8Alle Bohrkerne, insbesondere die Stillwasserabschnitte, wurden engabständig beprobt und detailliert auf die Parameter Farbe, Korngröße, organischer und anorganischer Kohlenstoffgehalt, Gesamtstickstoffgehalt, C/N-Verhältnis, Mineralbestand, ausgewählte Elementverhältnisse und -konzentrationen untersucht. Erhöhte organische Kohlenstoff- und Stickstoffgehalte in Kombination mit tonreichen, bläulichen Sedimenten repräsentieren meist eine Stillwasserfazies, die in einem stehenden Gewässer abgelagert wurden (z. B. See, Lagune, Fluss-Altarm). Durch die Bestimmung des C/N-Verhältnisses der Organik kann auf das Bildungsmilieu der organischen Substanz in den Sedimenten und somit auf die Umweltbedingungen geschlossen werden. Bei überwiegend subaquatischer Bildung zeigen sich Werte <10 und bei terrestrisch (im Sinne von »an Land«) gebildeter Organik werden C/N-Verhältnisse >20 abgebildet. Die durchweg geringen C/N-Verhältnisse in den Bereichen erhöhter Organikgehalte belegen deren subaquatische Bildung in Gewässern. Durch Kenntnis des Mineralbestandes der Sedimente kann ebenfalls auf Umweltbedingungen geschlossen werden. So stehen höhere Tongehalte sowie die autochthone Bildung von Pyrit (FeS) und Carbonat (CO3) für langsam fließende oder auch stehende Gewässer, wogegen zunehmende Silikatgehalte (meist Quarz und Feldspäte) eher allochthone Sedimente fließender Gewässer repräsentieren und auf einen zunehmenden detritischen Eintrag durch den in die Lagune mündenden Zufluss Bruna hindeuten.
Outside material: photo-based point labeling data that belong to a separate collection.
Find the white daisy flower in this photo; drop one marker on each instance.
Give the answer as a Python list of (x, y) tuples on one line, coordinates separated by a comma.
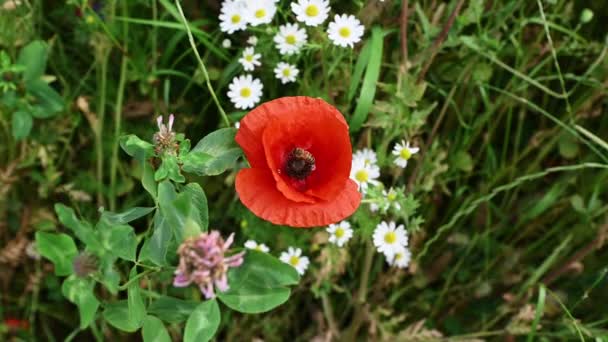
[(290, 39), (250, 244), (311, 12), (250, 59), (345, 30), (245, 91), (293, 256), (232, 17), (367, 154), (404, 152), (389, 239), (340, 233), (260, 11), (401, 258), (286, 72), (253, 40), (364, 174)]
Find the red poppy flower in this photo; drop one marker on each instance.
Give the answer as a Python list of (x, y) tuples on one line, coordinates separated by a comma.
[(300, 156)]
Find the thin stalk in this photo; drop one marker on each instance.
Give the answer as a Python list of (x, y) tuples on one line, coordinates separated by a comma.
[(118, 110), (202, 65)]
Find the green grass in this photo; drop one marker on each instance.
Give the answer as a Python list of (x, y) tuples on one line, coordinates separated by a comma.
[(511, 203)]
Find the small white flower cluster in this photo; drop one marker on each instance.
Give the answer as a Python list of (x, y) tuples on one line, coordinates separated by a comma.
[(392, 241), (293, 256), (236, 15)]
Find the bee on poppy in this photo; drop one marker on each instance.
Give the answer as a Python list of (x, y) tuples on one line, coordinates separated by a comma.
[(300, 155)]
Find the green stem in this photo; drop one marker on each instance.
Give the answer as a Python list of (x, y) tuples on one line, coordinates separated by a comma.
[(202, 65), (118, 112)]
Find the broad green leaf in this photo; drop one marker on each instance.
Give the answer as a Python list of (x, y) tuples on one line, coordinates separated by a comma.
[(126, 216), (159, 242), (33, 58), (259, 285), (136, 148), (171, 309), (194, 161), (368, 89), (169, 168), (82, 229), (199, 201), (137, 309), (117, 314), (203, 322), (60, 249), (110, 278), (48, 101), (21, 125), (222, 148), (120, 240), (80, 292), (154, 330)]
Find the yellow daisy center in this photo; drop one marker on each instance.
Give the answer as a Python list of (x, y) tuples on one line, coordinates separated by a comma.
[(291, 39), (245, 92), (390, 238), (344, 32), (261, 13), (339, 233), (362, 176), (294, 261), (312, 11)]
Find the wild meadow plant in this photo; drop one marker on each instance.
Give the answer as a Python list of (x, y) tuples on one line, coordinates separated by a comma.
[(332, 170)]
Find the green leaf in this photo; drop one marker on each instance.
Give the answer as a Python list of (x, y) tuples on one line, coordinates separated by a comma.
[(221, 148), (136, 148), (368, 89), (33, 58), (60, 249), (126, 216), (362, 61), (21, 125), (137, 309), (172, 310), (109, 276), (80, 292), (48, 101), (154, 330), (117, 314), (120, 240), (260, 284), (82, 229), (203, 322), (199, 201), (169, 168)]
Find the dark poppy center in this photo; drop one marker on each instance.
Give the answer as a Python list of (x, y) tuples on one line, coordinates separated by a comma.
[(300, 163)]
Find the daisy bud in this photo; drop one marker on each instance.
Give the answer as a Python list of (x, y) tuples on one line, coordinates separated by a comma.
[(203, 261), (164, 139)]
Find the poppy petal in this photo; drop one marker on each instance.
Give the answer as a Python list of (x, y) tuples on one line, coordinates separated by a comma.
[(252, 126), (257, 191), (320, 133)]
9Auch anhand weiterer Elementverhältnisse und -konzentrationen – quantifiziert über Röntgenfluoreszenz-Spektrometrie – lassen sich Aussagen zur Fazies und damit zu den Umweltbedingungen bei Ablagerung der Sedimente machen. So zeigen Verschiebungen des Zr/Rb-Verhältnisses zu höheren Werten gröbere Sedimente an. Die Verbreitung von organikhaltigen und calcitreichen (CaCO3) Sedimentabschnitten weist auf eine Karbonatübersättigung und -fällung im lagunären Gebiet hin und somit ebenfalls auf ehemals schiffbare Bereiche. Aufgrund des hohen detritischen Eintrages durch die Zuflüsse in die Lagune und des dynamischen Ablagerungsmilieus zeigen Mikrofossilien eine schlechte Erhaltung in den Sedimenten, wie Testanalysen gezeigt haben. Somit konnten Bioindikatoren wie Pollen, Diatomeen (Kieselalgen) und Ostrakoden (Muschelkrebse), die Aussagen zum aquatischen Milieu und der Vegetation der Lagune erlauben, bisher kaum ausgewertet werden.
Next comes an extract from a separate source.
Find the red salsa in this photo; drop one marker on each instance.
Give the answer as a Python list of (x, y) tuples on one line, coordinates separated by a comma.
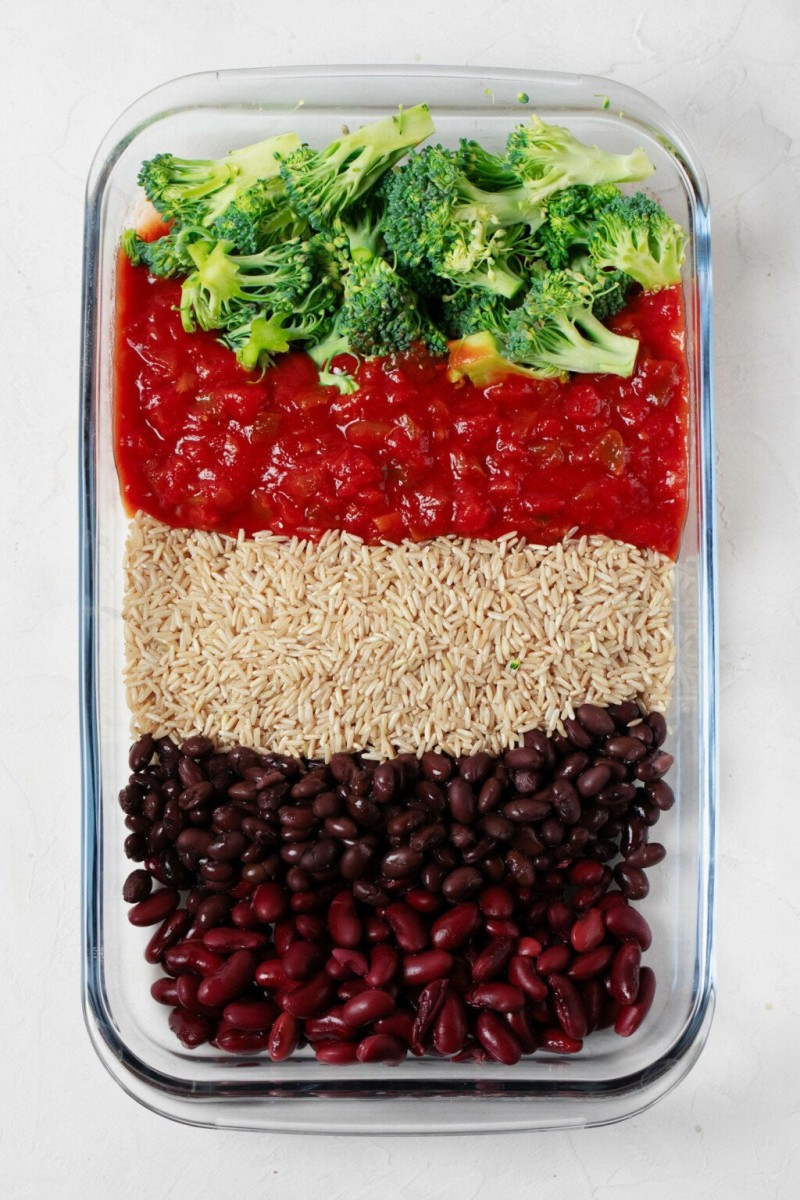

10Die am nächsten an die archäologische Struktur heranreichenden Stillwassersedimente wurden schon 2018 erbohrt und finden sich auf Höhe des südlichen Endes der archäologischen Struktur (VE6; Abb. 4. 5). Durch weitere, in 2021 erbohrte Stillwassersedimente nur 40 m südlich (VE26) wird dieses Vorkommen bestätigt. Durch die ergänzenden Bohrungen von 2021 wurde der Bereich südwestlich und südöstlich kartiert und hier zeigen sich in südöstlicher Fortsetzung – also in Richtung der ehemals offenen Lagune – weiterhin mächtige Stillwassersedimente, deren Basis teilweise nicht mehr mit dem Bohrsystem erfasst werden konnte (Abb. 5: VE14 Stillwassersedimente bis 9 m unterhalb der heutigen Landoberfläche).
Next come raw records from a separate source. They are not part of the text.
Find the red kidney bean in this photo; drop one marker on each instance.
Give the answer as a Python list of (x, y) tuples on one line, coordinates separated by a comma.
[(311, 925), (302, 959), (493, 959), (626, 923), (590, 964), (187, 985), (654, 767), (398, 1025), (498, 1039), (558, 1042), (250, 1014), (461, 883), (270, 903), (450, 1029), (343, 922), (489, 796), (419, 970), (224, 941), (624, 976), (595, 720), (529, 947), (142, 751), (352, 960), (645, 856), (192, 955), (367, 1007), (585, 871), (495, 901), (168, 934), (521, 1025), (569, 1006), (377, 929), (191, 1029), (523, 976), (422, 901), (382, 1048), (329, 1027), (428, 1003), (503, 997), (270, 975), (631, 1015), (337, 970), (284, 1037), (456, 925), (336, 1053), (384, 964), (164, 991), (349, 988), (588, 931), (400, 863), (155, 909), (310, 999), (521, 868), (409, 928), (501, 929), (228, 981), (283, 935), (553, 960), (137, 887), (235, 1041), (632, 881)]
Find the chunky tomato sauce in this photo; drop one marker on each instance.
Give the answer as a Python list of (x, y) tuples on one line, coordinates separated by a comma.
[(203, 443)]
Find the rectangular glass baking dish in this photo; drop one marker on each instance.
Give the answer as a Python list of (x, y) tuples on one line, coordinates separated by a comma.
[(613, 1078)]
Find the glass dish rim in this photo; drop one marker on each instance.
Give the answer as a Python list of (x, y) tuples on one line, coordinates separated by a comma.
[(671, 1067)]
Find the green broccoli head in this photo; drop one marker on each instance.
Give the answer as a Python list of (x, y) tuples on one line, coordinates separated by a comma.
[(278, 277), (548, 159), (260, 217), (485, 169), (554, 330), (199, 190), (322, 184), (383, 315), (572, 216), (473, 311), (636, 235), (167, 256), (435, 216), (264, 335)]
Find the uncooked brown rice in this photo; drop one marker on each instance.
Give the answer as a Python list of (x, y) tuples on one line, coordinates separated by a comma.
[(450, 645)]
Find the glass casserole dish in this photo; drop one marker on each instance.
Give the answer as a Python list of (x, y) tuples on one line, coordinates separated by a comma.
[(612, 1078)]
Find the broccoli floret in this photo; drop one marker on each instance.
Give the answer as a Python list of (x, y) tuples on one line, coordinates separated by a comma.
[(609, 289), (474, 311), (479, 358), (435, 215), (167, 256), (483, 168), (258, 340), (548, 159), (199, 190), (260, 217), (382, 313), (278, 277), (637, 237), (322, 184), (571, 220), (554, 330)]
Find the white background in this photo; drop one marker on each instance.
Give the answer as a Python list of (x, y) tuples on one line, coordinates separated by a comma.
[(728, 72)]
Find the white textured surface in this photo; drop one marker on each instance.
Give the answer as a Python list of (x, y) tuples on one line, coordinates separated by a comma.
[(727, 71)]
11Die ältesten datierten lagunären Stillwassersedimente an der Basis von Bohrung VE14 (880–900 cm unterhalb der heutigen Landoberfläche) datieren auf 6770 bis 6480 cal BCE. Die jüngsten datierten Stillwassersedimente in Bohrung VE5 (Holzkohle bei 362–364 cm unterhalb der heutigen Landoberfläche) datieren auf 1420 bis 1620 cal AD (siehe Abb. 5). Somit können schiffbare Bereiche seit dem Frühholozän bis in die Zeit der Etrusker und an einigen Stellen bis in die Neuzeit in der heute verlandeten und umgestalteten Bucht belegt werden. Allerdings stellte die ehemalige Lagune bzw. die gesamte Grosseto Ebene ein hochdynamisches Sedimentationsbecken für die lokalen kleineren Zuflüsse sowie die regionalen Flüsse Bruna (aus Nordwest) und Ombrone (aus Südost) sowie den marinen Einflüssen aus südlicher Richtung dar. Daher muss von häufig wechselnden Flussläufen, Altarmbildungen und sich verändernden Fließrichtungen und Sedimentationsbedingungen ausgegangen werden, die durch Aufsedimentation, Änderungen des Meeresspiegels und variierende Zuflüsse ausgelöst wurden. Es handelte sich um eine amphibische, sich schnell verändernde Landschaft, die dennoch bis in die Etruskerzeit schiffbare Stillwasserbereiche in dichter räumlicher Nähe zur Fundstelle Badia Vecchia und Vetulonia aufweist.
Archäologie
12Um die Natur und die Datierung der bei den geomagnetischen Prospektionen erkannten Anomalien zu klären, wurde 2019 eine Sondage eröffnet. Für die Untersuchung ausgewählt wurde ein Bereich, in dem das Geomagnetikbild sowohl einen Abschnitt der gebogenen, linearen Anomalie als auch kleinere, rechtwinklige Anomalien zeigte (siehe Abb. 2). In den Jahren 2021 und 2022 wurde die Sondage erweitert und bis zum anstehenden Boden stratigraphisch ausgegraben (Abb. 6).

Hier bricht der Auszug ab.